Bad guys and black hats (was Re: Unreliable narrator)

Renee R.Vink2 at chello.nl
Wed Nov 10 08:27:56 UTC 2004


No: HPFGUIDX 117529


--- In HPforGrownups at yahoogroups.com, "pippin_999" <foxmoth at q...> 
wrote:
> 
> Pippin:  
> But JKR has said all along 
> that  her bad guys are not conventional black hats.
> > > 
> > 
> > Renee:
> > Did she put it exactly like this? (Quote, please?) 

> http://www.quick-quote-quill.org/articles/2000/0700-cbc-solomon
> .htm
> 
> With Voldemort, I didn't want to create this cardboard cutout of a 
> baddie, where you put a black hat on him and you say 'Right, 
> now you shoot at that guy because he's bad.' 
> 
> E: Like the Dursleys are more of a cutout bad people? 
> 
> JK: Yes and no. You will meet Dursleys, in Britain. You will. I've 
> barely exaggerated them. Yeah, Voldemort. In the second book, 
> Chamber of Secrets, in fact he's exactly what I've said before. He 
> takes what he perceives to be a defect in himself, in other words 
> the non-purity of his blood, and he projects it onto others. It's
> like Hitler and the Arian ideal, to which he did not conform at 
all, 
> himself.

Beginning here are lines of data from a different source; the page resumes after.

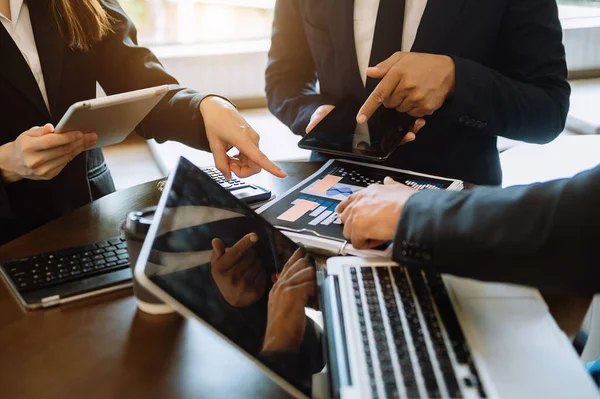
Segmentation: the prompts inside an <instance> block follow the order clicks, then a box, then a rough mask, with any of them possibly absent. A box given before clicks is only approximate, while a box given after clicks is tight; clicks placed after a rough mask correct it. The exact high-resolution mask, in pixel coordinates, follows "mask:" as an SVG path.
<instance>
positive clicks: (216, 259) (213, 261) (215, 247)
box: [211, 238, 225, 262]
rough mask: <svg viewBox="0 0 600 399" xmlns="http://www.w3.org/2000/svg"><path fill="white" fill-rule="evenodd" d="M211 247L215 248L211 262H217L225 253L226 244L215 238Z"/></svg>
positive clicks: (212, 243) (211, 243)
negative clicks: (223, 254)
mask: <svg viewBox="0 0 600 399" xmlns="http://www.w3.org/2000/svg"><path fill="white" fill-rule="evenodd" d="M211 245H212V247H213V253H212V256H211V261H212V262H215V261H216V260H218V259H219V258H220V257H221V256H223V254H224V253H225V244H223V241H221V240H220V239H219V238H215V239H214V240H212V242H211Z"/></svg>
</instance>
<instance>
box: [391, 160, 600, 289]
mask: <svg viewBox="0 0 600 399" xmlns="http://www.w3.org/2000/svg"><path fill="white" fill-rule="evenodd" d="M598 204H600V167H597V168H595V169H592V170H590V171H586V172H583V173H580V174H579V175H577V176H575V177H574V178H572V179H570V180H569V179H565V180H556V181H552V182H548V183H540V184H534V185H531V186H514V187H510V188H507V189H504V190H502V189H500V188H491V187H479V188H475V189H473V190H470V191H462V192H452V191H445V192H440V191H423V192H420V193H417V194H415V195H414V196H412V197H411V199H410V200H409V201H408V202H407V204H406V206H405V207H404V210H403V211H402V217H401V220H400V223H399V225H398V230H397V233H396V239H395V245H394V260H395V261H397V262H399V263H403V264H406V265H415V266H420V267H423V268H431V269H435V270H437V271H439V272H442V273H451V274H456V275H459V276H465V277H471V278H476V279H480V280H486V281H499V282H508V283H517V284H524V285H530V286H534V287H537V288H540V289H543V290H545V291H548V292H554V293H564V292H570V293H582V294H590V293H595V292H600V269H598V264H600V252H599V249H600V245H598V241H599V240H600V229H599V227H598V226H600V207H599V206H598Z"/></svg>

And so Voldemort is doing this also. He takes his own 
> inferiority, and turns it back on other people and attempts to 
> exterminate in them what he hates in himself. 
> 
> Pippin

Renee:
Thank you. I supposed that means I *am* disappointed, because as far 
as I'm concerned JKR hasn't succeeded in making Voldemort more than 
a cardboard villain, so far. Everyone has a motive, and lack of self-
acceptance and inferiority feelings strike me as pretty conventional 
explanations for going bad, I'd say.